Okay I am SO JUST KIDDING there. Are you talking about raw diet bones or recreational chew bones? Try smaller grocery stores, especially ethnic stores. Raw knuckle bones are best; marrow bones can and do crack teeth. If you are talking raw diet bones, any grocery store that sells meat for people will do.


----------



## sagelfn (Aug 13, 2009)

haha bones for chewing looking for knuckle bones.

I've met the meat guy at my grocery store once...he's creepy. I really hoped to avoid having to "get to know the meat guy" just for dog bones.

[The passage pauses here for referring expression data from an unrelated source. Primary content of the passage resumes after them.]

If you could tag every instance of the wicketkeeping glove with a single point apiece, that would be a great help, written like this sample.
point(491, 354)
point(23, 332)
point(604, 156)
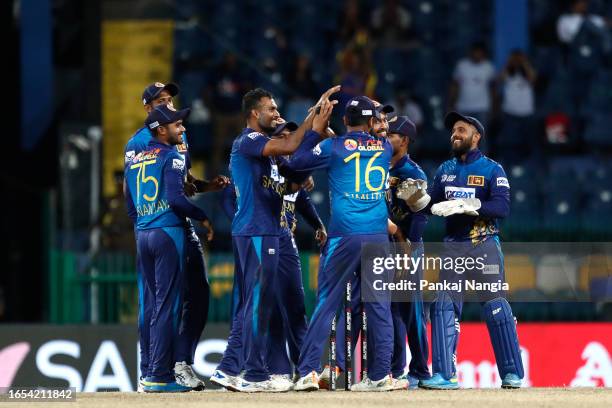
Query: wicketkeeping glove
point(468, 206)
point(414, 193)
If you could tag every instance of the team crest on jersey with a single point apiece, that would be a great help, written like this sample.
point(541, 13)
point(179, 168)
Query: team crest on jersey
point(502, 182)
point(477, 181)
point(370, 145)
point(146, 155)
point(129, 156)
point(178, 164)
point(455, 193)
point(181, 148)
point(350, 145)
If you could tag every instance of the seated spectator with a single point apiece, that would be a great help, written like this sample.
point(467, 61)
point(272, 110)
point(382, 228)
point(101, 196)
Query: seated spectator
point(301, 81)
point(517, 81)
point(390, 23)
point(473, 88)
point(224, 96)
point(570, 24)
point(406, 105)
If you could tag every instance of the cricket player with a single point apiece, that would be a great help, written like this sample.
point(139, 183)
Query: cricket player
point(195, 304)
point(255, 234)
point(409, 317)
point(288, 332)
point(154, 192)
point(472, 192)
point(357, 164)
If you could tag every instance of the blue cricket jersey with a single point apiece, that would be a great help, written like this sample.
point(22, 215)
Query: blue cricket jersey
point(476, 177)
point(411, 224)
point(357, 164)
point(259, 186)
point(140, 141)
point(154, 188)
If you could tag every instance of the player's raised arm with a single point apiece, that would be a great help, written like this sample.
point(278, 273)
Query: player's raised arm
point(318, 122)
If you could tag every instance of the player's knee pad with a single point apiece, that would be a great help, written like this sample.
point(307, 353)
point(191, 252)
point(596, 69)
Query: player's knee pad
point(444, 336)
point(504, 338)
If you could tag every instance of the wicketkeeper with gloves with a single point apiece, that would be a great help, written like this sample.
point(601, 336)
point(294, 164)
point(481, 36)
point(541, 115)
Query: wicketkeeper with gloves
point(472, 192)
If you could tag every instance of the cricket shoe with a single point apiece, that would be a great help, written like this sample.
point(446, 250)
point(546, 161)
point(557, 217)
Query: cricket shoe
point(310, 382)
point(225, 380)
point(282, 381)
point(511, 381)
point(185, 376)
point(413, 382)
point(270, 385)
point(324, 377)
point(437, 382)
point(161, 387)
point(400, 383)
point(369, 385)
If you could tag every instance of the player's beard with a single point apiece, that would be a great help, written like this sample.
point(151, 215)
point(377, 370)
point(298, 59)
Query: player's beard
point(267, 128)
point(463, 147)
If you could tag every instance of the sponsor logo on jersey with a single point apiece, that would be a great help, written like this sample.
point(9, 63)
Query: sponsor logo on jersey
point(502, 182)
point(370, 145)
point(182, 148)
point(129, 155)
point(178, 164)
point(454, 193)
point(350, 144)
point(475, 180)
point(146, 155)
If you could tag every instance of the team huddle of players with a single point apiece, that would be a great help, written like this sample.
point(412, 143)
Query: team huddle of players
point(377, 193)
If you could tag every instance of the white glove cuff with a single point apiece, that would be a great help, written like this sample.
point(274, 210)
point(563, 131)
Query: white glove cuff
point(420, 203)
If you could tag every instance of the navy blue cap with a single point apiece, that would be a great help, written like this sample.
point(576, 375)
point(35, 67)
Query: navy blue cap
point(152, 91)
point(403, 126)
point(290, 126)
point(453, 117)
point(361, 107)
point(385, 108)
point(164, 114)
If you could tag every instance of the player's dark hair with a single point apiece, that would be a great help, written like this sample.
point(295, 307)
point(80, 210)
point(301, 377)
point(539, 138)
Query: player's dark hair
point(359, 121)
point(251, 99)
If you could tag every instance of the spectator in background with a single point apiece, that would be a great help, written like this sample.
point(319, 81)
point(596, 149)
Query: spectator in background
point(351, 22)
point(391, 23)
point(303, 88)
point(586, 42)
point(224, 97)
point(570, 24)
point(117, 229)
point(517, 81)
point(301, 81)
point(472, 90)
point(406, 105)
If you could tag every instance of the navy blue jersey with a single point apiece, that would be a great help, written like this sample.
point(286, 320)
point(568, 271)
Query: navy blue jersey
point(259, 186)
point(477, 177)
point(357, 165)
point(299, 201)
point(411, 224)
point(140, 140)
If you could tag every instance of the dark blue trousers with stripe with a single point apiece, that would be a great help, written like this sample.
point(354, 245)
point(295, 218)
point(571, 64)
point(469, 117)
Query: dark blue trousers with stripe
point(340, 262)
point(160, 257)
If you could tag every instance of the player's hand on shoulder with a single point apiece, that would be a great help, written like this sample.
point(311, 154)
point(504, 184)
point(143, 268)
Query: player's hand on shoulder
point(210, 234)
point(321, 236)
point(190, 189)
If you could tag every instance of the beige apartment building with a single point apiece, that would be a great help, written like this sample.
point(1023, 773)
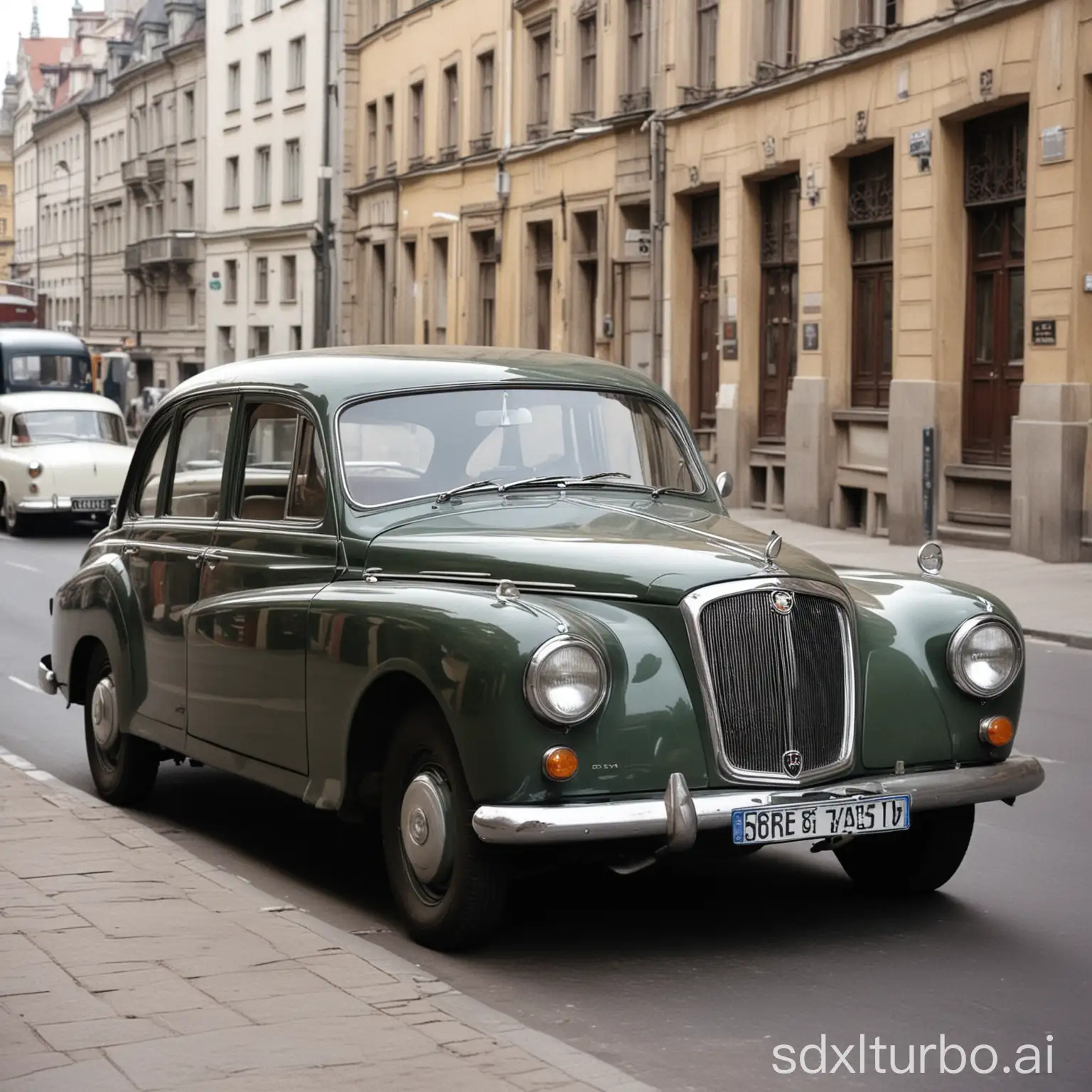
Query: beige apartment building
point(864, 223)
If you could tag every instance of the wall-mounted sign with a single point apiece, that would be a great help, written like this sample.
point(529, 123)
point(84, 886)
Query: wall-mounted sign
point(1054, 144)
point(1044, 332)
point(921, 142)
point(729, 342)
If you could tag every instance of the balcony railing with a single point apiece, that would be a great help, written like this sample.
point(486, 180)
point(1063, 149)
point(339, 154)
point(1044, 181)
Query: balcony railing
point(144, 168)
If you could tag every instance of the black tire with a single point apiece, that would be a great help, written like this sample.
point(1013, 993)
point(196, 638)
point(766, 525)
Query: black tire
point(468, 906)
point(913, 862)
point(124, 772)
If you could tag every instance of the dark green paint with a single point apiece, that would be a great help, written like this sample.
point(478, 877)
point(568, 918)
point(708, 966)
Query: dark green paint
point(281, 643)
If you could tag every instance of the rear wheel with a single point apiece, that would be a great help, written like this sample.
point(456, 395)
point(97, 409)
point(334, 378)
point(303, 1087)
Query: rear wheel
point(124, 767)
point(911, 862)
point(450, 887)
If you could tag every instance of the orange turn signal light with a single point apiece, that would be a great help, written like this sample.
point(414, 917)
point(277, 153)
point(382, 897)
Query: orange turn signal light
point(560, 764)
point(996, 731)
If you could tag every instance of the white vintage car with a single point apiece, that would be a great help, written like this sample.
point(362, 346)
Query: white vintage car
point(61, 456)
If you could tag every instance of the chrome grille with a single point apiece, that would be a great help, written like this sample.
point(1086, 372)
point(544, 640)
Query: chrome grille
point(778, 682)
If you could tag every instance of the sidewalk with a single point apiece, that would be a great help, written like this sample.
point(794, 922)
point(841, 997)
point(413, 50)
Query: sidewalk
point(1051, 601)
point(128, 963)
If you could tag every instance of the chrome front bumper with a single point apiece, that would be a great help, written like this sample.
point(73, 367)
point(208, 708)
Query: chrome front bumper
point(680, 814)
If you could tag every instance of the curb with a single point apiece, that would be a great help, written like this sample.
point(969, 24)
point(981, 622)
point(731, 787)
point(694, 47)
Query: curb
point(578, 1065)
point(1071, 640)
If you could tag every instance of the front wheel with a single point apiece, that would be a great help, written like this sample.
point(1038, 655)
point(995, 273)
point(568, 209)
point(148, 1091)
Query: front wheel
point(124, 767)
point(913, 862)
point(450, 887)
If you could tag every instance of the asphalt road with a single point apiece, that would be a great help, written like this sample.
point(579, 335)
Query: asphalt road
point(690, 979)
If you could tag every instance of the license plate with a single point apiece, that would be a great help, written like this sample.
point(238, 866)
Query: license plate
point(796, 823)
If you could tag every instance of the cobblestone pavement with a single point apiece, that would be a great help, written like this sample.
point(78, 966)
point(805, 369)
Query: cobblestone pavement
point(128, 963)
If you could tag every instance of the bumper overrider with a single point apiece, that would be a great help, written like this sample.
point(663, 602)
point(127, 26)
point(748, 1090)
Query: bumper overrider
point(678, 815)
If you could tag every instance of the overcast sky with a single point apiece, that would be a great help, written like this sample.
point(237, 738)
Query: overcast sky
point(53, 16)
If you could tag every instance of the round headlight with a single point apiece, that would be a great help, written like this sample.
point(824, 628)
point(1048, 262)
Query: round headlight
point(984, 655)
point(566, 680)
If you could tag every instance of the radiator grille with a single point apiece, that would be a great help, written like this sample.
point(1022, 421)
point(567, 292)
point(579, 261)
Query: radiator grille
point(778, 682)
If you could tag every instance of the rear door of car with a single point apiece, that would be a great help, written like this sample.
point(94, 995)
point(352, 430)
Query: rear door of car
point(275, 548)
point(168, 525)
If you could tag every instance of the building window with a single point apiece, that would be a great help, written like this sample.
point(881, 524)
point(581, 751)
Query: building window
point(225, 344)
point(542, 54)
point(588, 34)
point(450, 150)
point(297, 63)
point(232, 183)
point(780, 30)
point(262, 176)
point(486, 108)
point(234, 87)
point(870, 213)
point(372, 139)
point(636, 96)
point(439, 291)
point(261, 281)
point(287, 279)
point(263, 77)
point(542, 244)
point(586, 249)
point(390, 157)
point(189, 116)
point(187, 205)
point(293, 171)
point(259, 342)
point(485, 255)
point(416, 124)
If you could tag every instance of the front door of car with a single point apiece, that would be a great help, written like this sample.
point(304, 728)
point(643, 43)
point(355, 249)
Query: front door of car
point(169, 525)
point(273, 552)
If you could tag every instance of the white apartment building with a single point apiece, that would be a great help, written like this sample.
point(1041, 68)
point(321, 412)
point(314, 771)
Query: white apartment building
point(266, 65)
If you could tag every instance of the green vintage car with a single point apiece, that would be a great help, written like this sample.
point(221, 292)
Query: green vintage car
point(495, 595)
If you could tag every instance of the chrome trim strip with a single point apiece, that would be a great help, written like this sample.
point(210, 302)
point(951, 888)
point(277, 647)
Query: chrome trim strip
point(544, 825)
point(692, 606)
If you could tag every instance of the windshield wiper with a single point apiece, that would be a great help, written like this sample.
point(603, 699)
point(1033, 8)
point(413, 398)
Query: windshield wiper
point(448, 494)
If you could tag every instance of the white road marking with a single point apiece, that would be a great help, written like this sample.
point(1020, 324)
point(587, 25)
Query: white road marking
point(16, 564)
point(26, 686)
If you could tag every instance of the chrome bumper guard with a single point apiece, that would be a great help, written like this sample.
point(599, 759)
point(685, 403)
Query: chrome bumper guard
point(47, 680)
point(678, 815)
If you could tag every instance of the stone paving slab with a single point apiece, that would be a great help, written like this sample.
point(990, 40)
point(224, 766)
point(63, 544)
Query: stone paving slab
point(128, 965)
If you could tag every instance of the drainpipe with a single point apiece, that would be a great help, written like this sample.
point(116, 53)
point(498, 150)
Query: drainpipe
point(87, 270)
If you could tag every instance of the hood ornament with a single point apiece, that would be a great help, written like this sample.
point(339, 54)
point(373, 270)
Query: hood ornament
point(772, 550)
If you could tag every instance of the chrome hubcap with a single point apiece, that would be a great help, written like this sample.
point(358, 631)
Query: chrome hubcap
point(425, 828)
point(104, 713)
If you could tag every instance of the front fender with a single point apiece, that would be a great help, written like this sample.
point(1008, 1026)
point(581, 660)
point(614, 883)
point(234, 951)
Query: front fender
point(471, 651)
point(99, 602)
point(912, 710)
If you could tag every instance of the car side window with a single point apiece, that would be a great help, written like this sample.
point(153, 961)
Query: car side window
point(148, 491)
point(308, 497)
point(199, 464)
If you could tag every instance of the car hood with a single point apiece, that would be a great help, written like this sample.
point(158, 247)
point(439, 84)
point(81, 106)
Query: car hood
point(654, 550)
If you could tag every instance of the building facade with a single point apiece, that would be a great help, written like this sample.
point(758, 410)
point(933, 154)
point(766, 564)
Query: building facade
point(267, 65)
point(847, 236)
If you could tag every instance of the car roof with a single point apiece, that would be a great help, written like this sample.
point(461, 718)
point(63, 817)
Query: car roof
point(31, 401)
point(336, 375)
point(34, 338)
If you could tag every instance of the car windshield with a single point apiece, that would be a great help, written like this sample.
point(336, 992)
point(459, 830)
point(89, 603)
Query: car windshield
point(48, 372)
point(412, 446)
point(67, 426)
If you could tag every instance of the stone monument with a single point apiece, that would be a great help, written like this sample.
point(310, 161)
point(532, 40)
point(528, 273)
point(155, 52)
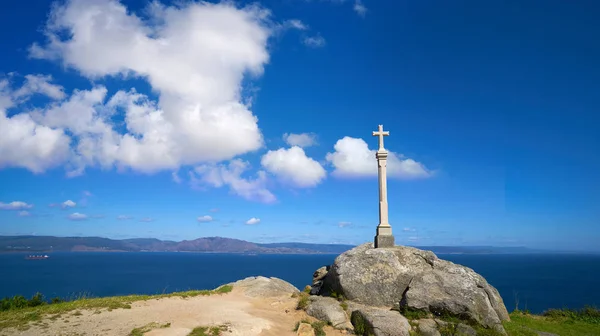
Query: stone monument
point(384, 237)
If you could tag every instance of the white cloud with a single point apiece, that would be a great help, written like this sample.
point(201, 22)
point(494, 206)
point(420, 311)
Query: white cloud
point(195, 56)
point(360, 8)
point(25, 143)
point(219, 175)
point(253, 221)
point(300, 140)
point(293, 167)
point(344, 224)
point(352, 158)
point(24, 213)
point(316, 41)
point(204, 219)
point(77, 216)
point(15, 205)
point(295, 24)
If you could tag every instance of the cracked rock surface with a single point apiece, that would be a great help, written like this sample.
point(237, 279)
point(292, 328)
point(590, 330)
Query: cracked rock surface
point(414, 279)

I'm going to miss the butcher shop








they had a little dog corner set up so all I had to do was pick a bone I wanted and check out.


----------



## DianaM (Jan 5, 2006)

Ethnic markets tend to have the most "interesting" selection... are you anywhere near Chicago? You could probably find an emu elbow floating around somewhere in that city.


----------



## Chicagocanine (Aug 7, 2008)

Mostly from my vet. She does orders from a pet food/supply distributor regularly and usually orders raw food/bones for her own dogs so if I want something I just ask her to order it for me. I usually get duck necks and beef knuckles from her most often... There is also a butcher shop near me which has a sign on the window that says they have dog bones but I haven't gone in there yet...


----------



## Lauri & The Gang (Jun 28, 2001)

If you are talking recreational bones - aka Beef Knuckle Bones, aka Beef Soup Bones, aka Beef Dog Bones









I get mine at my local grocery store in the meat section. They are labeled 'Beef Soup Bones':











When I'm at the store and I think about it I check to see if they have any. Tonight I bought 6 packages.


----------



## sagelfn (Aug 13, 2009)

I'm in central IL, I will check some of the more ethnic stores we have around here...didn't think about looking there. I'm sure there is another butcher around here somewhere I can try.

I have seen the labels for "beef soup bones" but they are always sold out, did not know they were the same thing..thanks for the info


----------



## shadow mum (Apr 8, 2008)

I get the beef soup bones for Shadow. I've made friends w/the butcher at the local grocery store, and he always saves us some nice ones.


----------